Peter picked up the little dish of pastries and took a deep breath, the blasted it out across the plate, blowing a thick white cloud of powdered sugar all over Emmaline. Then he set the plate down on the table and looked at her and laughed richly. She blinked at him and wiped the powder from her face, glaring at him.

“Hey, now, don’t be mad. That’s a New Orleans tradition, my dear. Also, I owed you for the water you threw on me. We’re even now.” He held his hands up to her in defense, still laughing at her, and then he pulled some of the napkins from the dispenser and handed them to her. “Here you go, see if you can wipe that up a bit. Be glad you didn’t wear black today.” She began to laugh at him and they finally settled down into their beignets and coffee, and the people around them who were locals stared in shock.

When they had finished at du Monde, Peter walked with her past Jackson Square and said in a quiet voice, “I thought we could go meet your grandfather, if you don’t mind. No matter if you tell him the truth or if he thinks we are going to get married for real, he will probably want to know who you are hanging around with.”

She felt a tear come to her eye and she wiped it away quickly, “That’s really thoughtful of you, Peter. You don’t have to do that for me, but I appreciate it.”

“I know,” he said lightly. “But all the same, it’s the right thing to do, and that is what I’m working hard on now, doing the right thing.”

Emmaline smiled at him and she turned them to walk down Royal. “I’m telling him the truth. I never lie to my grandparents,” she said quietly. “I just hope he isn’t disappointed in me.”

Peter patted her hand and said seriously, “Emma, I don’t think anyone could ever be disappointed in you. Not if they really know you.”

She glanced at him when he spoke her name in such a familiar way, and she didn’t say anything. She decided that she liked the way it sounded. They walked a long way and just as he was about to mention that he could have the car pick them up, Emmaline turned down a few more streets and then they were standing in front of a little old house with a deep front porch. On the porch, rocking back and forth in his chair like he had all the time in the world, was Emmaline’s grandfather.

She walked up the steps and hugged him tight and kissed his cheek. “Hello Papa, how are you today?”

He smiled at her like the sun had just come out and warmed him from the cold night. “There’s my girl!
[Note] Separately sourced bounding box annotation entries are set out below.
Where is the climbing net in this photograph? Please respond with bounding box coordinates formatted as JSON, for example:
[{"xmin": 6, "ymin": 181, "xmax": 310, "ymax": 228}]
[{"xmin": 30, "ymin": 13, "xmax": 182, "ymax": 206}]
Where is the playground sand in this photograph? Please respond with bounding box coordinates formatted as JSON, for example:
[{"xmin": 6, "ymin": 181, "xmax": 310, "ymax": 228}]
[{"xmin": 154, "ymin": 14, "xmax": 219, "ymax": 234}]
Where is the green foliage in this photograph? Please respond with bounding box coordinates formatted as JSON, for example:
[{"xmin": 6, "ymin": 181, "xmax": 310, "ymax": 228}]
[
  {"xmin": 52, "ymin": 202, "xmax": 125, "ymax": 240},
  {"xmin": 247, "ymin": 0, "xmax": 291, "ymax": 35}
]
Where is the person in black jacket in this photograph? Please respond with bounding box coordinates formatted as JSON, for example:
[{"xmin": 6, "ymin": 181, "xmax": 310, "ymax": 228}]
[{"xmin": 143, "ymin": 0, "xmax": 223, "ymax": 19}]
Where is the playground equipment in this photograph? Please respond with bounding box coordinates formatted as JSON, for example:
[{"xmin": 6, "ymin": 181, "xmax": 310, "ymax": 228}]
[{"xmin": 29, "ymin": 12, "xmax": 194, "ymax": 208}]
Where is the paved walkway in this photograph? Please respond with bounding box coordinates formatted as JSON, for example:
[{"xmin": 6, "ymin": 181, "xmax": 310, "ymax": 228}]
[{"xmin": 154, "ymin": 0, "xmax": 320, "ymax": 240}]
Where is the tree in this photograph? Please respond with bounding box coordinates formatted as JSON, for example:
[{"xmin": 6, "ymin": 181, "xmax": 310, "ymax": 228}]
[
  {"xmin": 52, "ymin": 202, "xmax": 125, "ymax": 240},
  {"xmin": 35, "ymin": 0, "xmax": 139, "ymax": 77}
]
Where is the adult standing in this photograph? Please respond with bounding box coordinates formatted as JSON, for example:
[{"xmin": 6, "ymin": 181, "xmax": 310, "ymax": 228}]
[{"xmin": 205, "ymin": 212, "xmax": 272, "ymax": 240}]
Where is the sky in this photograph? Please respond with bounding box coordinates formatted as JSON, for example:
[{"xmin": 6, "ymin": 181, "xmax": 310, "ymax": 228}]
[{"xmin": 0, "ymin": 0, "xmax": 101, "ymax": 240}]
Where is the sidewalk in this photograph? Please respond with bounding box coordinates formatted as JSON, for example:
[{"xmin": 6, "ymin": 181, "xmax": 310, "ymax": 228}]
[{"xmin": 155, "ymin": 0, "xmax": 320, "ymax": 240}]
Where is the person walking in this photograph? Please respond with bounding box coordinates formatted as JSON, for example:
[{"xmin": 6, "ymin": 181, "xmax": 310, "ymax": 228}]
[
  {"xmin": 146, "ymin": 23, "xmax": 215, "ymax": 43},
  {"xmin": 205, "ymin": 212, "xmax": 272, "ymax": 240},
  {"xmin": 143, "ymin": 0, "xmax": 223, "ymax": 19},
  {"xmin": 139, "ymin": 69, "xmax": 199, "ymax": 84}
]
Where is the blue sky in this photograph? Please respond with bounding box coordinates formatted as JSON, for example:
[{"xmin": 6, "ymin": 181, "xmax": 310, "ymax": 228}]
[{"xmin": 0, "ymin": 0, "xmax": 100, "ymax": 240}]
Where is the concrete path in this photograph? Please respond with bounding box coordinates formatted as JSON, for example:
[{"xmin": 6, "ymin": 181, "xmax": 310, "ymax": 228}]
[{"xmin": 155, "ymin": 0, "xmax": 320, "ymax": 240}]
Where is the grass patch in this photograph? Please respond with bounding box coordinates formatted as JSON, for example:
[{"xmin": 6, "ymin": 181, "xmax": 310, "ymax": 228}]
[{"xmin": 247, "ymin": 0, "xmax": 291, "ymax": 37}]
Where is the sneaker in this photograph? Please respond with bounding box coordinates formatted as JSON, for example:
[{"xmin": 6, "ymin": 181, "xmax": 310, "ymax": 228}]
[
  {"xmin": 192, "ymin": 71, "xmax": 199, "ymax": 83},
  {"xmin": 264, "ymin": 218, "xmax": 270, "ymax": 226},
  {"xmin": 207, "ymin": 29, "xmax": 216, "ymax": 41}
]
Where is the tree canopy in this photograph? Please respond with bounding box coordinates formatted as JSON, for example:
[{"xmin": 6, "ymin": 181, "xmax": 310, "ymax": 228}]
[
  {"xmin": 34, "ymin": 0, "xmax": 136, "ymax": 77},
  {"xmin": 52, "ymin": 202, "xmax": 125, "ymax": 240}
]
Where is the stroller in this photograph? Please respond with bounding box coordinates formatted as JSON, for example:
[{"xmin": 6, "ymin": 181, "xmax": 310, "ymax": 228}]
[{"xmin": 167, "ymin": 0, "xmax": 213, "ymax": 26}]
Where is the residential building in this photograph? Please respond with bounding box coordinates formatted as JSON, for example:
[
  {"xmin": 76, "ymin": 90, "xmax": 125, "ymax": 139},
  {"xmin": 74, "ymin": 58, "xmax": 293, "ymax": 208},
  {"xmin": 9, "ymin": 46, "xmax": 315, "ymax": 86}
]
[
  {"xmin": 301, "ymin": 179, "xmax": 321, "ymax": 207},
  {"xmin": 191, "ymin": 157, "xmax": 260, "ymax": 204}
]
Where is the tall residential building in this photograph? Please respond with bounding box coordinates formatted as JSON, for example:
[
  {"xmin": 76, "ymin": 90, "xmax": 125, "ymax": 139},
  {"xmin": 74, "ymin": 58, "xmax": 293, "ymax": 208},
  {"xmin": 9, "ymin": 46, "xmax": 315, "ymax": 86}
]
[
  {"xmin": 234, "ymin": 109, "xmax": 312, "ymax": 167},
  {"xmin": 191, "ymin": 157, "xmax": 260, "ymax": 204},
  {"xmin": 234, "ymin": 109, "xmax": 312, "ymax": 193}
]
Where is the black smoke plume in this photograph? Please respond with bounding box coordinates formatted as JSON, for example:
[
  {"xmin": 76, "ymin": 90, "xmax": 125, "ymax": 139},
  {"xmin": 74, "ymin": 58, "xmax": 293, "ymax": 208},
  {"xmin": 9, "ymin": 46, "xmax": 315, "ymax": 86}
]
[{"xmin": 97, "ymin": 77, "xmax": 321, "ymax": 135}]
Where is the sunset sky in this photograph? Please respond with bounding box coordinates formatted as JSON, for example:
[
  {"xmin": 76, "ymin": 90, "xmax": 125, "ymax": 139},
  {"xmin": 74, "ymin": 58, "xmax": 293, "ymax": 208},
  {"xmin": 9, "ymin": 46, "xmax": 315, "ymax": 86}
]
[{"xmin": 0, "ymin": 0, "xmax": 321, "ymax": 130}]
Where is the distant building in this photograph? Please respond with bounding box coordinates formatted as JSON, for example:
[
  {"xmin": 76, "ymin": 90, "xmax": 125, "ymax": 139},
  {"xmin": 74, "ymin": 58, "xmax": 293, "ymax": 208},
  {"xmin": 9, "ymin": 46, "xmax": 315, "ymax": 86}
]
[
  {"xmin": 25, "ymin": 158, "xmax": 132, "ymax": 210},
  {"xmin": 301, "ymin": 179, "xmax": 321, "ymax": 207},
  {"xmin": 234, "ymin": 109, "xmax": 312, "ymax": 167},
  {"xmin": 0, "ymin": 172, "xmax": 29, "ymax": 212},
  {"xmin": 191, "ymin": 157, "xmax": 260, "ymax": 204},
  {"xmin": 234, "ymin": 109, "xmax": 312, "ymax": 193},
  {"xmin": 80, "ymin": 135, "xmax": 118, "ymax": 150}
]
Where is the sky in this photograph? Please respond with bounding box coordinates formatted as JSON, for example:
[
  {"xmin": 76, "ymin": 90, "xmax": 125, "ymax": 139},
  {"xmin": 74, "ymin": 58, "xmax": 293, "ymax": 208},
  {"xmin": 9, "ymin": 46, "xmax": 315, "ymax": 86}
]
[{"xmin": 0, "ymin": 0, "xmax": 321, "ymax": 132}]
I’m good now that you’re here. How’s my little one?” His eyes crinkled as he looked at her.

“I’m good, Papa. There’s someone here I want you to meet. This is my friend, Peter. Peter, this is my grandfather, Henri.”

Peter stepped up, pulled his cap off of his head, and waited while her grandfather pushed himself up out of the rocking chair and stood up as tall as he could. The old man looked Peter in the eyes and then reached for his hand. “Hello Peter, welcome to my home. Please have a seat and make yourself comfortable.”

Peter shook his hand and then sat down in a chair near Henri. “Thank you, sir,” he said humbly.

“Can I offer you a refreshment? Lemonade? Sweet Tea?” Henri asked, still standing before him.

Peter smiled and was about to decline when he saw the look on Emmaline’s face and he changed his mind at the last moment. “Uh, yes, sir. Sweet tea would be very nice, thank you.”

The old man smiled and nodded, then shuffled off inside the house, humming to himself, and the screen door slapped shut behind him.

Emmaline smiled at Peter. “He just loves company. Thank you for letting him treat you.”

Peter nodded and smiled, turning his cap over and over in his hands. He stared hard at it, and kept silent. When Henri returned, he handed Peter a tall glass with fresh ice and dark sweet tea in it. Peter sipped it and raised his eyebrows, impressed with the drink.

“That’s really good! Thank you so much, sir,” Peter said with a smile. Henri grinned and nodded and sat down.

“I make good sweet tea,” he said as he sat. He got comfortable again and then looked at Peter. “So you’re seeing my granddaughter?” he asked amiably.

“Yes, sir, I am,” Peter answered.

“Well, young man, you’ve got your hands full then. She’s a firecracker. Where’ve you taken her?” Henri looked at him with wise old eyes and a kind smile.